Do Insurers Listen to Earnings Conference Calls? Evidence from the Corporate Bond Market, with Jie Cao, Russell Wermers, Xintong Zhan, and Linyu Zhou
Paper Presentation: Central University of Finance and Economics, Renmin University of China, University of International Business and Economics, Southwestern University of Finance and Economics, Shandong University, Xi'an Jiaotong-Liverpool University, King's College London, Kyoto University, Southern Methodist University, Southern University of Science and Technology (Shenzhen), MIT Asia Conference in Accounting (2023), CIRF (2023), MRS (2023), AFA (2024), CICF (2024), NFA (2025)
Abstract: We provide novel evidence that insurance companies react to the linguistic tone of earnings conference calls, and that their trades in the wake of soft information revealed in calls are incrementally predictive of corporate bond downgrades.
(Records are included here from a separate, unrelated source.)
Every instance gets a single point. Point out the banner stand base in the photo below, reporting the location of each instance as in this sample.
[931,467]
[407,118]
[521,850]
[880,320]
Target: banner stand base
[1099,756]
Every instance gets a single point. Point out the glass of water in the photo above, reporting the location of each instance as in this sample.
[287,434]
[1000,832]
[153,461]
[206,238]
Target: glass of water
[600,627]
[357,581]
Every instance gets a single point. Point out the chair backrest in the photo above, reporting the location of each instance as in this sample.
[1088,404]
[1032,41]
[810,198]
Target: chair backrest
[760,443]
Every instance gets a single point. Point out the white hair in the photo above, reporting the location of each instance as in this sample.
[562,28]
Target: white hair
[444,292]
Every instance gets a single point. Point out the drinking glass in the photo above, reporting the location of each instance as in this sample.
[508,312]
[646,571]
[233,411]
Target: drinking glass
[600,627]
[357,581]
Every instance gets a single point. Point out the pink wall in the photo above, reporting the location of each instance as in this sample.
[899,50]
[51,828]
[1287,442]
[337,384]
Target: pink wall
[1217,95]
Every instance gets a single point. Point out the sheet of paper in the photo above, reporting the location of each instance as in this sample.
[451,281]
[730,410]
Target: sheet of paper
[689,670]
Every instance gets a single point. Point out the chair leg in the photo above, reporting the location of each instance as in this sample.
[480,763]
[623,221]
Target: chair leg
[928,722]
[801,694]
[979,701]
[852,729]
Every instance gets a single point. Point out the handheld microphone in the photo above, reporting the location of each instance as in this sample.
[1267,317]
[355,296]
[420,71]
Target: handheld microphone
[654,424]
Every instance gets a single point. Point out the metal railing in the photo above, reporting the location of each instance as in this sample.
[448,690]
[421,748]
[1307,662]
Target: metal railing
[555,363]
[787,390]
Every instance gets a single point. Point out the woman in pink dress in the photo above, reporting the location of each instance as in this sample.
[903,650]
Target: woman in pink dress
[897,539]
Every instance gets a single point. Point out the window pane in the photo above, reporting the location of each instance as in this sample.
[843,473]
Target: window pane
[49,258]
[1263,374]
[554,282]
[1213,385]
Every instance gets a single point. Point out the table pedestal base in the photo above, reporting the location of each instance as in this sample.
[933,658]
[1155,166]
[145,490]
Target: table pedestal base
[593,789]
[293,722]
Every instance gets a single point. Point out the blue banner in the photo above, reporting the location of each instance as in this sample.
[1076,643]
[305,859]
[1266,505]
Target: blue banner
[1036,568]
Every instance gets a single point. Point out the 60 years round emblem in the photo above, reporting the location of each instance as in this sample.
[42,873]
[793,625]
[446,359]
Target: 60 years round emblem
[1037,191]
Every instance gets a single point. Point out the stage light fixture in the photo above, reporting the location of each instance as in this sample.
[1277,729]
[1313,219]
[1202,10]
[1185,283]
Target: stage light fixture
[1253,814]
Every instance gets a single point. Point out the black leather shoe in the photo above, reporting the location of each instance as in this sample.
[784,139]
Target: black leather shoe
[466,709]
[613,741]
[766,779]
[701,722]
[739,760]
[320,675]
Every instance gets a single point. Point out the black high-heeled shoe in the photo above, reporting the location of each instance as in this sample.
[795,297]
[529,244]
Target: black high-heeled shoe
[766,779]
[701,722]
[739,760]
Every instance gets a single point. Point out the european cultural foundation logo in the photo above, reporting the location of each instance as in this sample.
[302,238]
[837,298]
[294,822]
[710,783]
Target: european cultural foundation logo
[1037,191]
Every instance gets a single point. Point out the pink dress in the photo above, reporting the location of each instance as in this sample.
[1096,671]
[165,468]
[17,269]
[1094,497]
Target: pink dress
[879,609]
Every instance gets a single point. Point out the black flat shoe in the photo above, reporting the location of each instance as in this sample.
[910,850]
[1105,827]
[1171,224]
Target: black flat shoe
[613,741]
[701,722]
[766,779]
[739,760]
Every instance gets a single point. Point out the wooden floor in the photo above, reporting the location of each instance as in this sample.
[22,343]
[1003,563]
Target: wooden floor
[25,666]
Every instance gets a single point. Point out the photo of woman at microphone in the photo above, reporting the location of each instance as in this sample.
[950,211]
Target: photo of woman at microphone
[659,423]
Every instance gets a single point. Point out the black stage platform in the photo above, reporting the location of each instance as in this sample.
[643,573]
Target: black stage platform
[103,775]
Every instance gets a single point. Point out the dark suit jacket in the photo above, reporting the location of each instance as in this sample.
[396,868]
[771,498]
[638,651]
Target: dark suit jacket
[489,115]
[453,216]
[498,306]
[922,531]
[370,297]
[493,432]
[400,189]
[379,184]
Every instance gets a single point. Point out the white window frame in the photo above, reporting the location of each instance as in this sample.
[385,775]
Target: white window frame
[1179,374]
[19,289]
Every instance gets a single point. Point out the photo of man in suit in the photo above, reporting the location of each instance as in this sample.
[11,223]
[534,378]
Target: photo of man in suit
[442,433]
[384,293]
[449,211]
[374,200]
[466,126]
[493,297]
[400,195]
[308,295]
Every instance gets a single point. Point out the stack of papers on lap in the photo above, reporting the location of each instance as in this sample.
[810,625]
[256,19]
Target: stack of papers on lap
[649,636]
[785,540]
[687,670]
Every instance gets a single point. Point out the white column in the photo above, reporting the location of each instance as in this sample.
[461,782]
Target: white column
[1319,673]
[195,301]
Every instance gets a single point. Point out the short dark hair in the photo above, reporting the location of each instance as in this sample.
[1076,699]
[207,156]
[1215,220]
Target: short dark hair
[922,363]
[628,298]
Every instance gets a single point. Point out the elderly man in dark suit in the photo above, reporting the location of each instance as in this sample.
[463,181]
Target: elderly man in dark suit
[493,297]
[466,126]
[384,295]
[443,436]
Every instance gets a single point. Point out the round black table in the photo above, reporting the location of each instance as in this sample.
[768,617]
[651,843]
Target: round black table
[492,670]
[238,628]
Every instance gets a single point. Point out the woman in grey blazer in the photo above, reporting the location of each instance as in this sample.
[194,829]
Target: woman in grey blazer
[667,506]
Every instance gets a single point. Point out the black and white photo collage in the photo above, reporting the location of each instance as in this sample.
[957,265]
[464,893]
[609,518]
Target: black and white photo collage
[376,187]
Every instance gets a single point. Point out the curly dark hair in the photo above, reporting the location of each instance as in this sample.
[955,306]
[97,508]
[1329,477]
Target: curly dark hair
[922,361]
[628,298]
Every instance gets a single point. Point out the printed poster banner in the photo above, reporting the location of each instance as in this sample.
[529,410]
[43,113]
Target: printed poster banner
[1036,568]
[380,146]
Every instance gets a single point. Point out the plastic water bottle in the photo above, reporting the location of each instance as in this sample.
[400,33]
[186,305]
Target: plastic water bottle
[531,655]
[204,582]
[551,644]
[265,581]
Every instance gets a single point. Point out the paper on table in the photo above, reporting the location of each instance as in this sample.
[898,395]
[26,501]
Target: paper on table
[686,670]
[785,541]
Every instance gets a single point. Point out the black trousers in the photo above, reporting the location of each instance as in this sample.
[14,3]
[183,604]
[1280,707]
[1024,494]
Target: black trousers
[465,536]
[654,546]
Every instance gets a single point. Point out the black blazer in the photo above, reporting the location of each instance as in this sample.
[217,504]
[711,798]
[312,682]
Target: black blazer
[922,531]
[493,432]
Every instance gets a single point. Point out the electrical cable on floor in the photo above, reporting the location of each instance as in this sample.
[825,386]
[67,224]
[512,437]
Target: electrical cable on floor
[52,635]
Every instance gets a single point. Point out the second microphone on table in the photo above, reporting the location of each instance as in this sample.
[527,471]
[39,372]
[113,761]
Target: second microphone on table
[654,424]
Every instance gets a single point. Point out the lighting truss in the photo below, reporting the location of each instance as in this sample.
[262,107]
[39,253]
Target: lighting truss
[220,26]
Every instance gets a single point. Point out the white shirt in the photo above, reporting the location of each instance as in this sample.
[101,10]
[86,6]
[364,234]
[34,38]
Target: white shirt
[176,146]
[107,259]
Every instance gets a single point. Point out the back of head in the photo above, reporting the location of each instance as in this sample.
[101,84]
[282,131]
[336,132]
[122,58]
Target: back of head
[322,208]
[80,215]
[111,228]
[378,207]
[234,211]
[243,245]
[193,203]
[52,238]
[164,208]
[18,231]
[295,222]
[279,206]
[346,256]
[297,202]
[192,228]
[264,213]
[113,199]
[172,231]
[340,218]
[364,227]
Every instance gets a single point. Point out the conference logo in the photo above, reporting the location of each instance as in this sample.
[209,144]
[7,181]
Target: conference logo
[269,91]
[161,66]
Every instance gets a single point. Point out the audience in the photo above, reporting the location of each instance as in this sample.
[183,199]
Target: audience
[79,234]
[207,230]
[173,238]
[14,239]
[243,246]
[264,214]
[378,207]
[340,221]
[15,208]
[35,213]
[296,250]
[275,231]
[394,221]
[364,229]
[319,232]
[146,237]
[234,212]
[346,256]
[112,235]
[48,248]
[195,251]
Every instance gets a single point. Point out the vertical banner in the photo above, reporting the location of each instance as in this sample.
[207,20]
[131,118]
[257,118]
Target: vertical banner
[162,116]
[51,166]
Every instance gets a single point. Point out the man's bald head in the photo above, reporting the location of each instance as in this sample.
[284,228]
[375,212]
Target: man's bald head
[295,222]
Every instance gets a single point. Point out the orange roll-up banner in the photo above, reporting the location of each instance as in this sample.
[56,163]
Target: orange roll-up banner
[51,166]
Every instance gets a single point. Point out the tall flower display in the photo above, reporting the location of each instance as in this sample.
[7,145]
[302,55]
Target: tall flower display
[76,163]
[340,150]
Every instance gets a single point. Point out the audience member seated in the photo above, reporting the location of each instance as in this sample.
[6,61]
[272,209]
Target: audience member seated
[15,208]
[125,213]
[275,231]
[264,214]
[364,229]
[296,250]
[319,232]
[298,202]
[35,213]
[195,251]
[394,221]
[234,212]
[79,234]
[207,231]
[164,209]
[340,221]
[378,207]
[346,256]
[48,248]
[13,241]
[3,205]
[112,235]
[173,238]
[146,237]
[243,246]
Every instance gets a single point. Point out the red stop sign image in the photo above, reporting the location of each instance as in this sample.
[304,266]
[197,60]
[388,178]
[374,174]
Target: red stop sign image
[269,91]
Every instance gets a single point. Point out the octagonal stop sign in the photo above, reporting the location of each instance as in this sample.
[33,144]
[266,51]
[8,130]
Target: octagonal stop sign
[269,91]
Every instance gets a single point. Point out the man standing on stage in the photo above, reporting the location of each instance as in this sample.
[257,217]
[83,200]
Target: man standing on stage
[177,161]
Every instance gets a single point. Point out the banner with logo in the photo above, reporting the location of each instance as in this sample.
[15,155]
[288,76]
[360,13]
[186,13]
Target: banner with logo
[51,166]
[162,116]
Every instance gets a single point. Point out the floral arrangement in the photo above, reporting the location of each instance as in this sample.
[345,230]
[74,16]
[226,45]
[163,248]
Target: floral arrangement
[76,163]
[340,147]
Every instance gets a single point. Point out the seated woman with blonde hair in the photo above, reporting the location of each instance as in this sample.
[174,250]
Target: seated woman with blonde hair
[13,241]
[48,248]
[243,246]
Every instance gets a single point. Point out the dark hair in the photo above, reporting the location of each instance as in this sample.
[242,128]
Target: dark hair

Specifically, negatively toned earnings calls trigger insurance company selling, in aggregate, of BBB-minus rated bonds (the lowest investment-grade rating). The "selling on bad news" by insurance companies strongly predicts future bond downgrades, after controlling for the predictive content of the call itself. Finally, we find that insurance companies employ linguistic tone information from public company calls to trade bonds issued by private industry peers.
Conditional Expected Returns on Individual Stocks with and without Intertemporal Hedging, with Fousseni Chabi-Yo and Da-Hea Kim
Paper Award: Best Paper Award from the 9th China Derivatives Youth Forum (2025)
Paper Presentation: University of Massachusetts Amherst, China Derivatives Youth Forum (2025)
Abstract: We derive tractable lower and upper bounds on the conditional expected excess return of an individual stock in a dynamic multi-period economy that allows for portfolio rebalancing. The bounds are expressed in terms of higher-order risk-neutral joint moments between market and stock returns and are implementable ex ante using index and single-name option prices. Our framework nests the benchmark without intertemporal hedging, enabling us to quantify the incremental role of hedging motives. Empirically, the bounds are tight and outperform leading one-period alternatives in out-of-sample predictions of future stock returns. The gap between the hedging and non-hedging bounds is economically meaningful, indicating that intertemporal hedging materially shapes expected returns on individual stocks.